Moving on to search for the extreme of functions with or without constraints, there is a lot of news here. But much of the commonly used methods were developed between the 1940s and 1970s. You propose to use the "gradient projection method" but it is easier to modify any method using the penalty function.
I'm pretty sure my post was not "perfect", But it is probably good enough for most cases. I usually back it up by keeping track of past results and reverting o interval halving when steepest ascent experiences problems,
You have described what is most important in the search for the maximum in a very clear and illustrative way. You used the analogy of climbing to the top of a hill, step by step, and looking side to side and around. I liked it very much.
This is a very general problem. The best optimization method depends on the problem at hand. If the problem has a special structure, you may benefit from decomposition or methods that employ side constraints on top of some other special method (like network simplex). If the problem is a hard integer programming problem, then you may benefit from generating specialized cuts and use branch-and-cut type of a solution method. Metaheuristics are usually the last resort after testing and trying the algorithms that guarantee optimality.

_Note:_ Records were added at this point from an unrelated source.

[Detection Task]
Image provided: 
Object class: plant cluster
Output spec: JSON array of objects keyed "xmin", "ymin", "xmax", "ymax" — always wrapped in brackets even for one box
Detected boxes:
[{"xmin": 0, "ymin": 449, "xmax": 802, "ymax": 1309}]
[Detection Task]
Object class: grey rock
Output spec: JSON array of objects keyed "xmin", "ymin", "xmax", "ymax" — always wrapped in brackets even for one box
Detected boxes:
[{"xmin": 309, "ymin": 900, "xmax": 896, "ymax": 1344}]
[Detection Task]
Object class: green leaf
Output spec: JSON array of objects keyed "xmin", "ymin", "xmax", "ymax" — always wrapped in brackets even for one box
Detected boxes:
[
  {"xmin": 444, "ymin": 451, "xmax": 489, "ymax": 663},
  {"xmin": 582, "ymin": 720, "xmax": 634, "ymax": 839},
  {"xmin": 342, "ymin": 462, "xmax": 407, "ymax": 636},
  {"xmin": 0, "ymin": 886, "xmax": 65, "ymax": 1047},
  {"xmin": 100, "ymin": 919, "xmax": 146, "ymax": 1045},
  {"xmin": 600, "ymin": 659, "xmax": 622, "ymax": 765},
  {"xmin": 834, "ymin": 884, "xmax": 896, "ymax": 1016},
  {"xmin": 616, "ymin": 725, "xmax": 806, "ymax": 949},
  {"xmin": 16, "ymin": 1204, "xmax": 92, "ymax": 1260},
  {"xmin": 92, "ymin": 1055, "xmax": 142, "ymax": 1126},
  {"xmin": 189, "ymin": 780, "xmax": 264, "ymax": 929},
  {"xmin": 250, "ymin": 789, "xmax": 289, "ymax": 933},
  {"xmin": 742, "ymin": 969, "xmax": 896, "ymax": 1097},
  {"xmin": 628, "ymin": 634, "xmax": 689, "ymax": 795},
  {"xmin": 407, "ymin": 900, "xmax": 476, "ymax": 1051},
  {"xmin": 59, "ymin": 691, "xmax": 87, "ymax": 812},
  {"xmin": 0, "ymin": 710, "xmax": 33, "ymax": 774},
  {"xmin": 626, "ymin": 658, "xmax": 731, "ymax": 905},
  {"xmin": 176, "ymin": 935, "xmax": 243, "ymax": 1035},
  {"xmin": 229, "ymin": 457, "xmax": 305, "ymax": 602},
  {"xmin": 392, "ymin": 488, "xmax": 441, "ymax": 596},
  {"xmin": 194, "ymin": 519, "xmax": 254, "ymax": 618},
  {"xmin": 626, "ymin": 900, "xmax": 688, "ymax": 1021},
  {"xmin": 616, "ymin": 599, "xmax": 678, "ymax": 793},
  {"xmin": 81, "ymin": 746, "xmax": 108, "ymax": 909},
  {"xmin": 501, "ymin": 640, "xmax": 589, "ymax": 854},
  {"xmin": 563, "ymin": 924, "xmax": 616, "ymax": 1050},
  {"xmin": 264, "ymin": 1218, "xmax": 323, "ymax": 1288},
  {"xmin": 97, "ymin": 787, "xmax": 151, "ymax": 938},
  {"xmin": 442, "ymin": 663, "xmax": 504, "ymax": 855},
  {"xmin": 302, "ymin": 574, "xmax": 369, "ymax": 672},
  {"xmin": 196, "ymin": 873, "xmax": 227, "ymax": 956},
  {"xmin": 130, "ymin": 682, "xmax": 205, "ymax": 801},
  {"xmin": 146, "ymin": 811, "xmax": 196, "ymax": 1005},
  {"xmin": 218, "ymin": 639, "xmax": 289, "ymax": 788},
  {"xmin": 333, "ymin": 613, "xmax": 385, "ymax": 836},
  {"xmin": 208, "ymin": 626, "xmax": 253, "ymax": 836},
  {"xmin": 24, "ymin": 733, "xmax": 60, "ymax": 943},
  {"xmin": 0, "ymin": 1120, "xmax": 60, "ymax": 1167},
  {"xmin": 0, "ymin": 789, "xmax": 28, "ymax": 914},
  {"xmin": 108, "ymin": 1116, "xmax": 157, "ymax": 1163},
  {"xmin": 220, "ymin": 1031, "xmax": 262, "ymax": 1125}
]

In all honesty, no one can give you an exact answer to this question. So many factors are involved such as problem type, number of constraints, etc. However, I would advise to use the correct "optimization method" for the correct problem. Whenever possible, use exact methods to yield solutions (preferably differential calculus), otherwise you can sacrifice solution quality for computational speed and use metaheuristics. Try doing a quick literature review of previous solution attempts for your problem. That should help you decide which of the methods work best.